Rubona, also Rubona Peninsula, is a neighborhood to the south of the city of Gisenyi in Rwanda.

==Location==
The neighborhood is on the Lake Kivu lake-shore, about 4 km, south of the central business district of Gisenyi, Rubavu District, in the Western Province of Rwanda. The coordinates of Rubona are:01°43'42.0"S, 29°15'22.0"E (Latitude:-1.728333; Longitude:29.256111).

==Overview==
The steep hills in Rubona are populated by small homesteads with surrounding gardens. The lake shore is rocky, in most areas, with occasional sandy spots and places suitable for swimming. It attracts many visitors on weekends. Rubona is also the location of natural hot springs, which are used for boiling potatoes and are reported to cure a variety of ailments.

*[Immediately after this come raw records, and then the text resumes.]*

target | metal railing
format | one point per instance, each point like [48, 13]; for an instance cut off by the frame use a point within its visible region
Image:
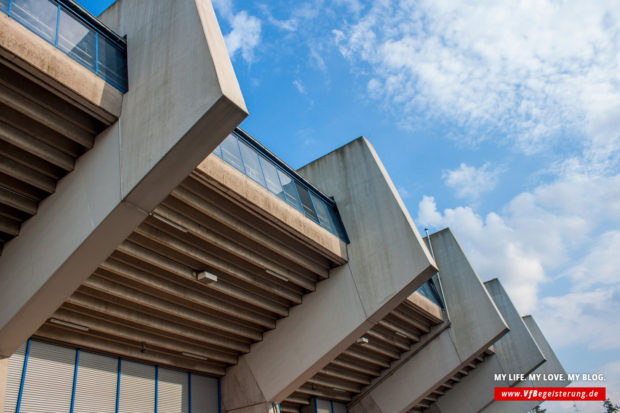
[76, 32]
[248, 156]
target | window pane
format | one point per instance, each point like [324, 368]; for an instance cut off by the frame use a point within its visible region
[290, 193]
[230, 152]
[76, 39]
[321, 211]
[112, 63]
[250, 160]
[306, 202]
[271, 176]
[38, 15]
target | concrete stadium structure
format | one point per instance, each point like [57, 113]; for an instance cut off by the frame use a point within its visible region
[157, 258]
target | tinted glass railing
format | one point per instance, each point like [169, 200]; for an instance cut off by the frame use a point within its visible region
[249, 157]
[71, 29]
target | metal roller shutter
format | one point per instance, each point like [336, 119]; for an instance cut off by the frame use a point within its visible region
[172, 391]
[204, 394]
[13, 380]
[49, 379]
[95, 389]
[137, 390]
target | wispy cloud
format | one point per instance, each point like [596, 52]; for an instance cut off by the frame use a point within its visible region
[536, 71]
[245, 34]
[470, 182]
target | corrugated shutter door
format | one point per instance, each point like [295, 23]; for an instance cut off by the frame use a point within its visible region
[95, 389]
[49, 379]
[13, 379]
[172, 391]
[204, 394]
[137, 390]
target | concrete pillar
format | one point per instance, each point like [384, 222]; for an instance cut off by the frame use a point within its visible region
[387, 262]
[515, 353]
[183, 100]
[551, 366]
[475, 323]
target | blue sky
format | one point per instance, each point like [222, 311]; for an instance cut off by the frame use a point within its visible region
[498, 119]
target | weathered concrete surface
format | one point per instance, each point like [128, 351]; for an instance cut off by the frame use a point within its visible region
[221, 174]
[475, 323]
[387, 262]
[515, 353]
[183, 100]
[551, 366]
[53, 69]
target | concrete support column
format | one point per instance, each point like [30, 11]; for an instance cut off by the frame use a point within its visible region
[183, 100]
[475, 323]
[514, 353]
[387, 262]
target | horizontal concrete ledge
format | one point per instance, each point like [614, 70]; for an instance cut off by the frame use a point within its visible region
[35, 58]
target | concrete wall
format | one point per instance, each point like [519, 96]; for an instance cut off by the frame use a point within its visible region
[551, 366]
[183, 100]
[516, 352]
[475, 323]
[387, 262]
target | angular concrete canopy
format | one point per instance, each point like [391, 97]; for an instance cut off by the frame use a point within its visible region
[356, 296]
[516, 352]
[183, 100]
[551, 366]
[475, 324]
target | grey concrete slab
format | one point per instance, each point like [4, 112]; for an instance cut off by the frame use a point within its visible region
[183, 100]
[475, 323]
[515, 353]
[387, 262]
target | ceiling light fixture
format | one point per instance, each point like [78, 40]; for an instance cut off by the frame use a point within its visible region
[68, 324]
[169, 222]
[195, 356]
[205, 277]
[275, 274]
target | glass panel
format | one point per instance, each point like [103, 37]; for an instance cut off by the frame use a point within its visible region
[290, 193]
[306, 201]
[230, 152]
[271, 176]
[321, 211]
[250, 160]
[76, 39]
[333, 213]
[112, 63]
[38, 15]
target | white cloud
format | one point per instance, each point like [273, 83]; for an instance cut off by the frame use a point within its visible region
[300, 87]
[537, 70]
[245, 32]
[245, 35]
[469, 181]
[558, 229]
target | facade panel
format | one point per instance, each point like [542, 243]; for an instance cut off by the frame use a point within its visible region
[96, 383]
[137, 388]
[14, 376]
[48, 383]
[172, 391]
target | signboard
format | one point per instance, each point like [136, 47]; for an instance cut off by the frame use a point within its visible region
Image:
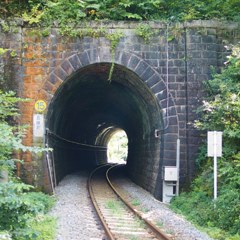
[215, 150]
[38, 125]
[214, 143]
[40, 106]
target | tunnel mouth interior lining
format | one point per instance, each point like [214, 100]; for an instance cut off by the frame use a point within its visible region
[88, 109]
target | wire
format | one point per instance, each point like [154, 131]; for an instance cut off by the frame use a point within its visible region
[73, 142]
[167, 87]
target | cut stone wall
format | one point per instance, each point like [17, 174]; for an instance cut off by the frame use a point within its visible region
[173, 71]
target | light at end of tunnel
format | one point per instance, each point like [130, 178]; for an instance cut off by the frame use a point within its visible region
[118, 147]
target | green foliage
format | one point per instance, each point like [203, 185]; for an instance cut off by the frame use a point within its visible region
[73, 11]
[114, 39]
[18, 206]
[220, 111]
[45, 226]
[21, 207]
[118, 147]
[145, 31]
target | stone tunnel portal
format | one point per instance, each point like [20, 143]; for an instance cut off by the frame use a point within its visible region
[87, 109]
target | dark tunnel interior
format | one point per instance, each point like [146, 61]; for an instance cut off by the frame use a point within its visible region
[87, 109]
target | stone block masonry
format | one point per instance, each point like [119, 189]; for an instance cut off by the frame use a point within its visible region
[171, 66]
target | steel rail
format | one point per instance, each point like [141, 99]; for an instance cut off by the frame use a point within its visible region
[158, 233]
[99, 213]
[156, 230]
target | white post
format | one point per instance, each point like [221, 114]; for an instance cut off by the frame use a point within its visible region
[215, 165]
[178, 165]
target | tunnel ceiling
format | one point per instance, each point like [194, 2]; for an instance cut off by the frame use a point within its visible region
[87, 103]
[88, 109]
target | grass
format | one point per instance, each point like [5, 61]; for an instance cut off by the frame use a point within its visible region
[115, 206]
[45, 225]
[135, 202]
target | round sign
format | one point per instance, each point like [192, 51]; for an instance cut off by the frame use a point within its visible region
[40, 105]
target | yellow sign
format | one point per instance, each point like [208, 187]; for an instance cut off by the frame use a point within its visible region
[40, 106]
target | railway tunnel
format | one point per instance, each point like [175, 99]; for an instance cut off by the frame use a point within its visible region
[87, 110]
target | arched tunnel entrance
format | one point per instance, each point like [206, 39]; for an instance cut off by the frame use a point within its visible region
[87, 109]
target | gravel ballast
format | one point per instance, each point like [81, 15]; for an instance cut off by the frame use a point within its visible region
[77, 219]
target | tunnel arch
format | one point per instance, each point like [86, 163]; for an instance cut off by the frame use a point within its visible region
[135, 101]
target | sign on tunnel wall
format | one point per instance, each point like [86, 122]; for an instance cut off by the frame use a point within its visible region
[172, 70]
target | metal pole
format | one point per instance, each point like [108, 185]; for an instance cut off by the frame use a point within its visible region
[215, 165]
[178, 165]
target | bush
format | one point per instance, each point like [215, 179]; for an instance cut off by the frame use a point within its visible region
[220, 112]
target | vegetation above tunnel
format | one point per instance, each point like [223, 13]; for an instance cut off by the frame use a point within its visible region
[73, 11]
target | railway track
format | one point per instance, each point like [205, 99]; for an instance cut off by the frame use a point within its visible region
[119, 219]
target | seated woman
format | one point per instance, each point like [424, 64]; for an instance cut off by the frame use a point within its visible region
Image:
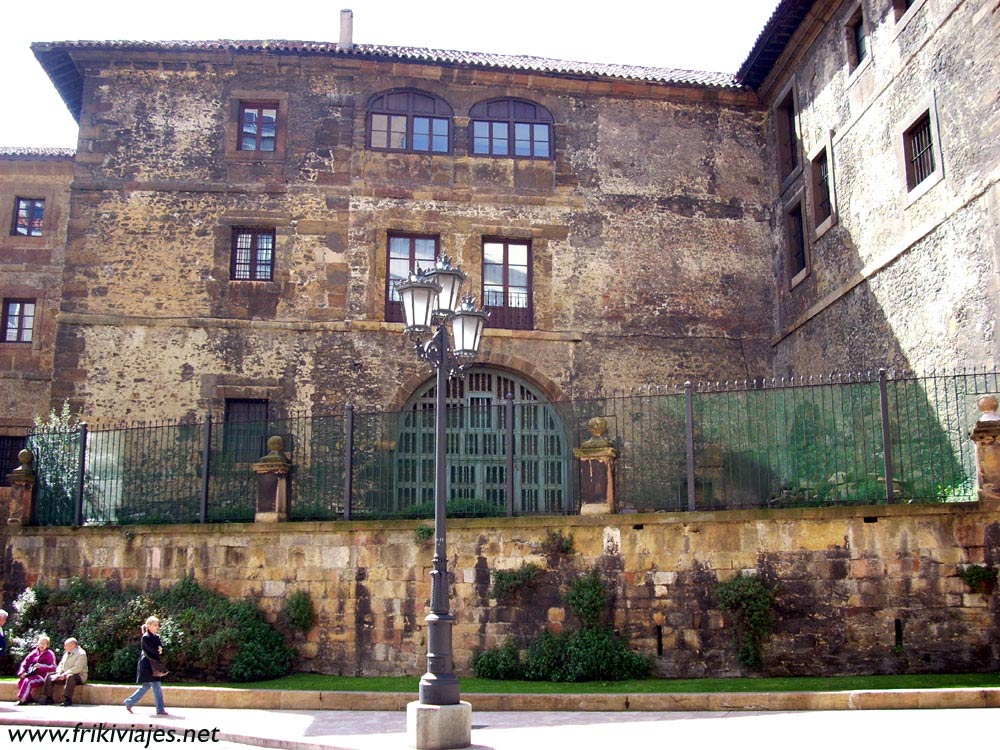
[40, 662]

The frontiers of the Congo Free State were defined by the Neutrality Act during the 1885 Berlin Conference, in which the European powers staked out their territorial claims in Africa.
This placed all of Lake Kivu in the Free State.
In June 1909 John Methuen Coote started the Kivu frontier incident when he travelled southwest from the British colony of Uganda and established fortified camps at Burungu and Rubona (Lubuna).
British troops under Coote withdrew from the Rubona post on 29 June 1909, and the Belgians occupied the post.
After a series of incidents the boundaries of the Congo, Uganda and Rwanda were settled in May 1910, with Rubona assigned to the German colony of Rwanda.